Le professeur Gaspard Ntakimazi, écologue, explique que ces variations s’inscrivent dans un cycle naturel accentué par les fortes pluies des dernières années. « Ce phénomène n’est pas inédit : des épisodes similaires avaient été observés en 1964 », précise-t-il. Mais l’urbanisation croissante des zones riveraines amplifie les dégâts.
L’Air et Moi Burundi : pour une action concertée à la veille de la COP30

Face à la dégradation environnementale, la société civile se mobilise. L’association L’Air et Moi Burundi, agréée en mai 2025, milite pour la reconnaissance de l’air pur comme droit fondamental. Elle alerte sur les effets de la pollution, la déforestation et les catastrophes naturelles, et prévoit de déployer des micro-capteurs open source dans les écoles, en partenariat avec L’Air et Moi France et Atmosud.

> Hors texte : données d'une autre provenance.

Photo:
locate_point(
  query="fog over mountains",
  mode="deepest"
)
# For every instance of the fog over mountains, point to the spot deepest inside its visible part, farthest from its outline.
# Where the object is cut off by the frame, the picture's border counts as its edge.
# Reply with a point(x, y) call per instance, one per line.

« Nous voulons faire du Burundi un exemple africain de mobilisation pour un air pur et un avenir durable », déclare son président, Évariste Bukeyeneza. À la veille de la COP30, l’association appelle à intégrer la qualité de l’air dans les politiques climatiques nationales et à renforcer les partenariats internationaux pour la résilience environnementale.
L’urgence climatique en marche au Burundi
Du Tanganyika aux collines de Mugongo-Manga, en passant par Gatumba et Bujumbura, le Burundi vit déjà les conséquences directes du changement climatique. Entre pollution, déforestation et inondations, les signaux d’alerte se multiplient.
Mais des initiatives locales émergent, portées par des chercheurs, des citoyens et des associations déterminés à préserver un environnement vital pour les générations futures.
Le message est clair : l’Afrique, et le Burundi en particulier, n’ont plus le luxe d’attendre. L’action climatique n’est plus une option, c’est une urgence.